Por otra parte, creo que Malcolm Gladwell tiene cierta razón al advertirnos en su libro acerca del sesgo de veracidad que otorgamos a los extraños con los que nos relacionamos. Tendemos a pensar que la gente es buena y no nos engaña, a menos que algo en su comportamiento nos diga lo contrario. Y aun así, es muy fácil que juzguemos erróneamente a los demás sin darnos cuenta y que pensemos mal de una persona que en realidad se nos acerca con buenas intenciones. O a la inversa, como me sucedió a mí en el autobús.

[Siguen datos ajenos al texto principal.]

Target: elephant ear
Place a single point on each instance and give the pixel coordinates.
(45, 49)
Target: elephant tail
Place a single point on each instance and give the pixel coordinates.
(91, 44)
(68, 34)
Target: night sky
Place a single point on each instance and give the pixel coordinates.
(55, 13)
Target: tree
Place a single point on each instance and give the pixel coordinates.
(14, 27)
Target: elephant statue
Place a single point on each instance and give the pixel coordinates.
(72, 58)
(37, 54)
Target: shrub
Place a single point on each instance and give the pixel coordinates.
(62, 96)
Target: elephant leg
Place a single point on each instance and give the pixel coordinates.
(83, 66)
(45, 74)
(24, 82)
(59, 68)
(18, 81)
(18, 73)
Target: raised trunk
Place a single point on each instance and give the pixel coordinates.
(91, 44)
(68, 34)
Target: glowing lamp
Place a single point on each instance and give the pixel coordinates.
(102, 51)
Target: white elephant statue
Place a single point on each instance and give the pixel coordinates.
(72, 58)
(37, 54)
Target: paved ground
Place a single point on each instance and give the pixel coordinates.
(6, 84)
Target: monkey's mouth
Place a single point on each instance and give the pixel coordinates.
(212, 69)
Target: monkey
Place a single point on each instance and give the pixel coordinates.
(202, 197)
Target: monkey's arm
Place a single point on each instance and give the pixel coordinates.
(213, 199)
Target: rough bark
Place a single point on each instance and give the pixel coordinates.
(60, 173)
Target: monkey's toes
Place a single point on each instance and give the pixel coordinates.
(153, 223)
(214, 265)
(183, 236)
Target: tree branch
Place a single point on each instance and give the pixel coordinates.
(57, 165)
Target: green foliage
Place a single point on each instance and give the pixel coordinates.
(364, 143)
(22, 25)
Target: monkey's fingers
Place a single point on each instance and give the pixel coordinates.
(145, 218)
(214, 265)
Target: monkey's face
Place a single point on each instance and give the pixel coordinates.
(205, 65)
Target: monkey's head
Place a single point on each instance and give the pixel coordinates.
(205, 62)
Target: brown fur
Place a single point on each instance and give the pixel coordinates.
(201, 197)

En este sentido, en Hablar con extraños su autor analiza el caso de Amanda Knox, muy célebre hace ya algunos años. Knox es una joven estadounidense que fue juzgada y condenada en Italia por un turbio crimen que no cometió, tal y como se demostró tiempo después.

Amanda Knox, en junio de 2011 durante el juicio. AFP

El comportamiento de Knox durante el juicio la hacía parecer a todas luces culpable, por lo que los jueces se inclinaron a condenarla a pesar de que no había pruebas en su contra. Esto no lo dice Gladwell, pero al leer todos esos casos de malentendidos fatales y de juicios erróneos a lo largo de la historia, pienso en la ley del espejo de la que hablan algunas corrientes psicológicas y que dice que lo que vemos en los demás no es sino el reflejo de lo que nosotros llevamos dentro. ¿Es casualidad que las peores interacciones con desconocidos de mi experimento sucedieran justamente en mis peores días de la semana?

Y sin embargo, a pesar de los riesgos, a pesar de las equivocaciones que cometemos todo el tiempo, no puedo evitar pensar que todos mis amigos y parejas fueron desconocidos un día. Como los de usted. ¿Se imagina lo diferente que sería la vida si no nos hubiéramos acercado a ellos aquella primera vez?